High-Throughput Sequencing Reveals That Rotundine Inhibits Colorectal Cancer by Regulating Prognosis-Related Genes

Lingyu Huang; Tongxiang Zou; Wenken Liang; Chune Mo; Jianfen Wei; Yecheng Deng; Minglin Ou

doi:10.3390/jpm13030550

High-Throughput Sequencing Reveals That Rotundine Inhibits Colorectal Cancer by Regulating Prognosis-Related Genes

J Pers Med. 2023 Mar 20;13(3):550. doi: 10.3390/jpm13030550.

Authors

Lingyu Huang¹, Tongxiang Zou¹, Wenken Liang¹, Chune Mo², Jianfen Wei¹, Yecheng Deng¹, Minglin Ou²

Affiliations

¹ Key Laboratory of Ecology of Rare and Endangered Species and Environmental Protection, Ministry of Education of China/College of Life Science, Guangxi Normal University, Guilin 541006, China huanglingyu99@163.com (L.H.).
² Central Laboratory, Guangxi Health Commission Key Laboratory of Glucose and Lipid Metabolism Disorders, The Second Affiliated Hospital of Guilin Medical University, Guilin 541000, China.

Abstract

Background: Rotundine is an herbal medicine with anti-cancer effects. However, little is known about the anti-cancer effect of rotundine on colorectal cancer. Therefore, our study aimed to investigate the specific molecular mechanism of rotundine inhibition of colorectal cancer.

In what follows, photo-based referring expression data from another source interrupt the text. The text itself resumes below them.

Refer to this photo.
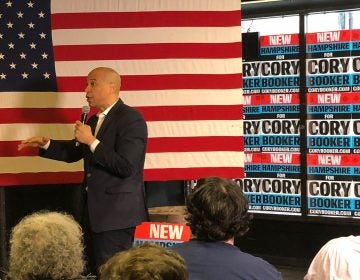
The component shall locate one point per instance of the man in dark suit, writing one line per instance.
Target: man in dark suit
(113, 145)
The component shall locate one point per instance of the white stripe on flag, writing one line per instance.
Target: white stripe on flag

Methods: MTT and cell scratch assay were performed to investigate the effects of rotundine on the viability, migration, and invasion ability of SW480 cells. Changes in cell apoptosis were analyzed by flow cytometry. DEGs were detected by high-throughput sequencing after the action of rotundine on SW480 cells, and the DEGs were subjected to function enrichment analysis. Bioinformatics analyses were performed to screen out prognosis-related DEGs of COAD. Followed by enrichment analysis of prognosis-related DEGs. Furthermore, prognostic models were constructed, including ROC analysis, risk curve analysis, PCA and t-SNE, Nomo analysis, and Kaplan-Meier prognostic analysis.

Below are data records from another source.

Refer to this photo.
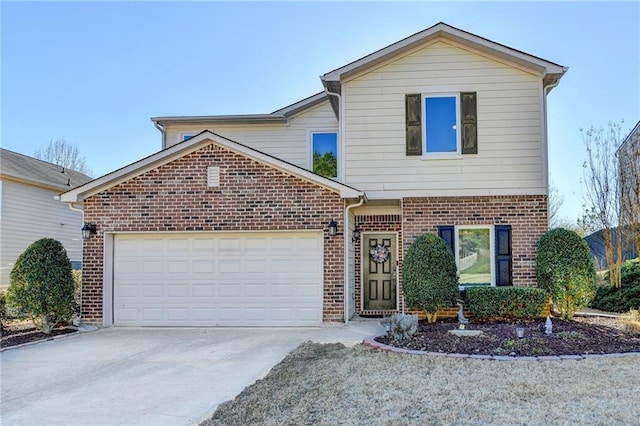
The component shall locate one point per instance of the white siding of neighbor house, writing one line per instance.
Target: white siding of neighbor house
(288, 142)
(511, 155)
(30, 213)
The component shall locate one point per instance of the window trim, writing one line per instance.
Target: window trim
(492, 250)
(441, 155)
(310, 133)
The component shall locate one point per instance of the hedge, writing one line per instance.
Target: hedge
(506, 303)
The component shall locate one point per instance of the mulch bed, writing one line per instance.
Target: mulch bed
(580, 336)
(19, 332)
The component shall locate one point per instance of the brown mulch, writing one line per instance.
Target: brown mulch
(580, 336)
(19, 332)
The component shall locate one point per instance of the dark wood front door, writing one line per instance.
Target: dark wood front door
(379, 272)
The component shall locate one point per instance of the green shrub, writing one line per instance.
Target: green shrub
(565, 269)
(429, 275)
(3, 310)
(42, 284)
(621, 299)
(506, 303)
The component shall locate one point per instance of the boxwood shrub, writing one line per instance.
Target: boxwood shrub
(42, 284)
(505, 303)
(565, 269)
(429, 275)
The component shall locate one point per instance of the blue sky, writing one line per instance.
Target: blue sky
(93, 73)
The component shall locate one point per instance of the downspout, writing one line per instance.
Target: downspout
(76, 209)
(546, 89)
(162, 132)
(346, 211)
(347, 235)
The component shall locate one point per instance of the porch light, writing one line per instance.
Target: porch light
(87, 230)
(332, 227)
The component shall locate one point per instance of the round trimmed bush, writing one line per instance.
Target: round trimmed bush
(42, 284)
(429, 275)
(565, 269)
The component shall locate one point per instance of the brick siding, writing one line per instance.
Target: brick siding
(527, 215)
(175, 197)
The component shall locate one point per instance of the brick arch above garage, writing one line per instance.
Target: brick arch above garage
(252, 196)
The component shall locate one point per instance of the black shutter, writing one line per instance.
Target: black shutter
(469, 122)
(414, 124)
(504, 264)
(447, 233)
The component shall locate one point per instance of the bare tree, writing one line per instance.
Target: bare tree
(64, 154)
(629, 163)
(601, 192)
(555, 202)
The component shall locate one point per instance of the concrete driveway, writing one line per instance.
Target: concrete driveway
(154, 376)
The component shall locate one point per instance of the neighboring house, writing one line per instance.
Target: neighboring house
(29, 211)
(596, 244)
(441, 132)
(629, 174)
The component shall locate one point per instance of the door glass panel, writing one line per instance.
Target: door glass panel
(474, 256)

Results: In this study, we showed that rotundine concentrations of 50 μM, 100 μM, 150 μM, and 200 μM inhibited the proliferation, migration, and invasion of SW480 cells in a time- and concentration-dependent manner. Rotundine does not induce SW480 cell apoptosis. Compared to the control group, high-throughput results showed that there were 385 DEGs in the SW480 group. And DEGs were associated with the Hippo signaling pathway. In addition, 16 of the DEGs were significantly associated with poorer prognosis in COAD, with MEF2B, CCDC187, PSD2, RGS16, PLXDC1, HELB, ASIC3, PLCH2, IGF2BP3, CLHC1, DNHD1, SACS, H1-4, ANKRD36, and ZNF117 being highly expressed in COAD and ARV1 being lowly expressed. Prognosis-related DEGs were mainly enriched in cancer-related pathways and biological functions, such as inositol phosphate metabolism, enterobactin transmembrane transporter activity, and enterobactin transport. Prognostic modeling also showed that these 16 DEGs could be used as predictors of overall survival prognosis in COAD patients.

Conclusions: Rotundine inhibits the development and progression of colorectal cancer by regulating the expression of these prognosis-related genes. Our findings could further provide new directions for the treatment of colorectal cancer.

Keywords: colorectal cancer; high-throughput sequencing; prognosis-related genes; rotundine.

Grants and funding

The authors are very grateful for the financial support from the Science and Technology Plan of Guilin (Declaration No. 20222E394054), Guangxi Medical and health key cultivation discipline construction project, Guangxi Health Commission Key Laboratory of Glucose and Lipid Metabolism Disorders (grant no. 19-xkjs-05).